French Foreign Minister Laurent Fabius speaking at an event in September 2009.

(Updated March 18, 2014, 7:45 p.m.)

A number of G8 members have distanced themselves from an earlier statement made by the French foreign minister, who said that Russia's participation in the body had been suspended in response to Moscow's actions in Crimea.

France, the U.S., Britain, Germany, Japan, Italy and Canada have already pulled out of preparations for a G8 summit set to be held in Russia in June, but on Tuesday Foreign Minister Laurent Fabius pushed the envelope further, telling Europe-1 radio that "it is envisaged that all the other countries, the seven leading countries, will unite without Russia.”

Britain, Germany and Japan have since said that they were unaware that a suspension had been agreed on, however.

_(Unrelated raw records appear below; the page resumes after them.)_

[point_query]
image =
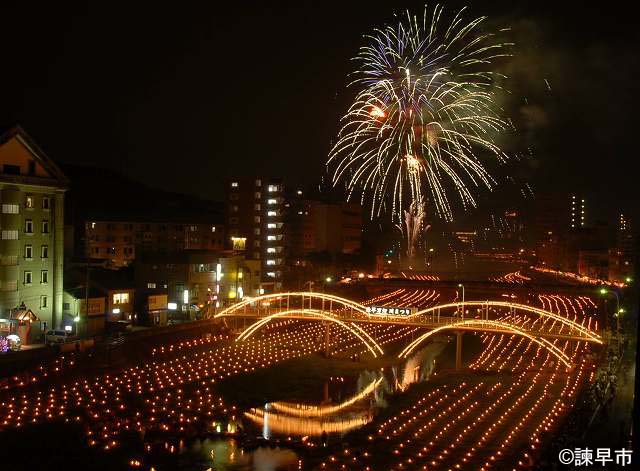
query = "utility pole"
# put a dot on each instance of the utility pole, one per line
(86, 300)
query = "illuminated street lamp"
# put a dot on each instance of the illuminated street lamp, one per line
(460, 285)
(619, 311)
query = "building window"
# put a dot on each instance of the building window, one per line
(9, 235)
(11, 169)
(10, 208)
(120, 298)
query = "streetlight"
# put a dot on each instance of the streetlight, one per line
(619, 311)
(460, 285)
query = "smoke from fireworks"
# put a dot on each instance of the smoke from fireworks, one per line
(424, 116)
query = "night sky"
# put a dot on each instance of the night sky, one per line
(181, 95)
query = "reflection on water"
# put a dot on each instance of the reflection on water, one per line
(298, 419)
(225, 455)
(418, 367)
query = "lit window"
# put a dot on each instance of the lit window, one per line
(120, 298)
(9, 234)
(10, 208)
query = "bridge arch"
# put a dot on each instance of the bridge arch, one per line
(589, 334)
(317, 315)
(303, 296)
(483, 324)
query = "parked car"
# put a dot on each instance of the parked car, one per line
(118, 326)
(53, 337)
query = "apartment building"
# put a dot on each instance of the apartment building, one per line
(32, 192)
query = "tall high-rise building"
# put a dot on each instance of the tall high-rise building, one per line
(577, 211)
(32, 191)
(255, 224)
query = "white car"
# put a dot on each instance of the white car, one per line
(57, 336)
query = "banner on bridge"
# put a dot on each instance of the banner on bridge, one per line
(389, 311)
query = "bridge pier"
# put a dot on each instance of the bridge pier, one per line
(459, 350)
(326, 339)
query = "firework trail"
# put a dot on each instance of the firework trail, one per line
(424, 116)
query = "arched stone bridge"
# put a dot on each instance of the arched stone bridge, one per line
(491, 316)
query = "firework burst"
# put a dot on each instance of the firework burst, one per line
(425, 114)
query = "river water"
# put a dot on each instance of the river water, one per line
(347, 405)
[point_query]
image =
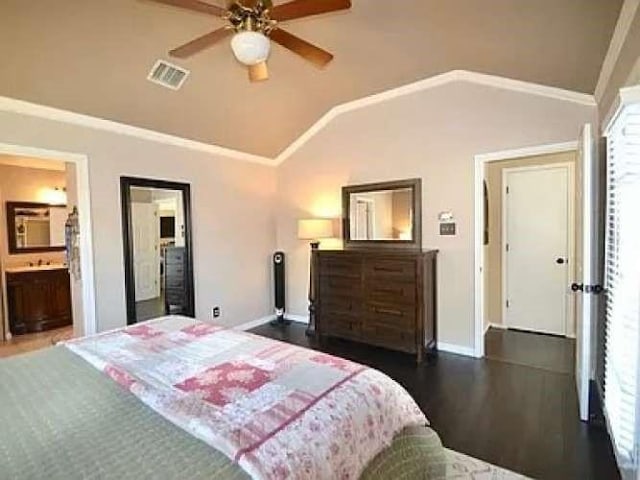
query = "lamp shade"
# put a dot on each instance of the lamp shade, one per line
(315, 228)
(250, 48)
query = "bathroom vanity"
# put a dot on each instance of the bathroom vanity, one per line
(38, 298)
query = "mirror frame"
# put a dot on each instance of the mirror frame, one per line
(11, 228)
(127, 239)
(414, 184)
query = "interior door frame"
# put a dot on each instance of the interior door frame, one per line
(570, 308)
(88, 325)
(480, 161)
(127, 238)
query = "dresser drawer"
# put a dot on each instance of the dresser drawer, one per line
(342, 326)
(390, 269)
(340, 305)
(390, 338)
(347, 266)
(391, 315)
(340, 286)
(390, 291)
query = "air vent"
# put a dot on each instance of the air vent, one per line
(168, 75)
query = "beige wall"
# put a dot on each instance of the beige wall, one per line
(434, 135)
(493, 251)
(232, 207)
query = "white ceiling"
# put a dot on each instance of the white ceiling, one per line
(93, 56)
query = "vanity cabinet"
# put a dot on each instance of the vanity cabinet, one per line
(38, 300)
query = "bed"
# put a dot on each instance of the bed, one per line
(179, 399)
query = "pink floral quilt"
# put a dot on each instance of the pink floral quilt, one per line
(278, 410)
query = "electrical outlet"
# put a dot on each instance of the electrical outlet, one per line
(448, 228)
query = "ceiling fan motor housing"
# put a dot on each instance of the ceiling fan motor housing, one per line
(250, 48)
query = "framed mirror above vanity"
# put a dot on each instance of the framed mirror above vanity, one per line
(35, 227)
(384, 214)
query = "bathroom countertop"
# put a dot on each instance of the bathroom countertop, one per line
(35, 268)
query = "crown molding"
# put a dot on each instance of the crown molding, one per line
(22, 107)
(626, 97)
(625, 19)
(432, 82)
(50, 113)
(533, 151)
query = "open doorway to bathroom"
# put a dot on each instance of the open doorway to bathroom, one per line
(37, 303)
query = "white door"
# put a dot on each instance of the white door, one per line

“The G7 collectively made clear last week that we would take further action should the Russian Federation seek to annex Crimea”, the British Foreign Office said in a statement, adding that any decision regarding Russia's membership has yet to be made, The Associated Press reported.

Fabius' statement came after it was reported that he and French Defense Minister Jean-Yves Le Drian would not go to Moscow to meet with their Russian counterparts Sergei Lavrov and Sergei Shoigu.

The meeting was scheduled to take place on Tuesday and no new date for the meeting has been proposed.

Fabius said that visiting Moscow at this time would create "the impression that we support" Russian actions in Crimea, "and this is not so."

However, Fabius said that "we are continuing dialogue with the Russians, despite the fact that we do not agree with them," Interfax reported.

An unidentified Russian diplomat told Reuters on Monday about the postponement after President Vladimir Putin recognized Crimea as a sovereign state.

Fabius warned Russia that it is isolating itself and faces "economic catastrophe" if it does not stand down.

The U.S. and European Union on Monday imposed sanctions on more than a dozen Crimean and Russian officials involved in setting up Sunday's referendum in Crimea, in which the peninsula voted to become part of Russia.

President Vladimir Putin on Tuesday signed an agreement to annex Crimea in a move widely condemned by the West and the interim government in Kiev.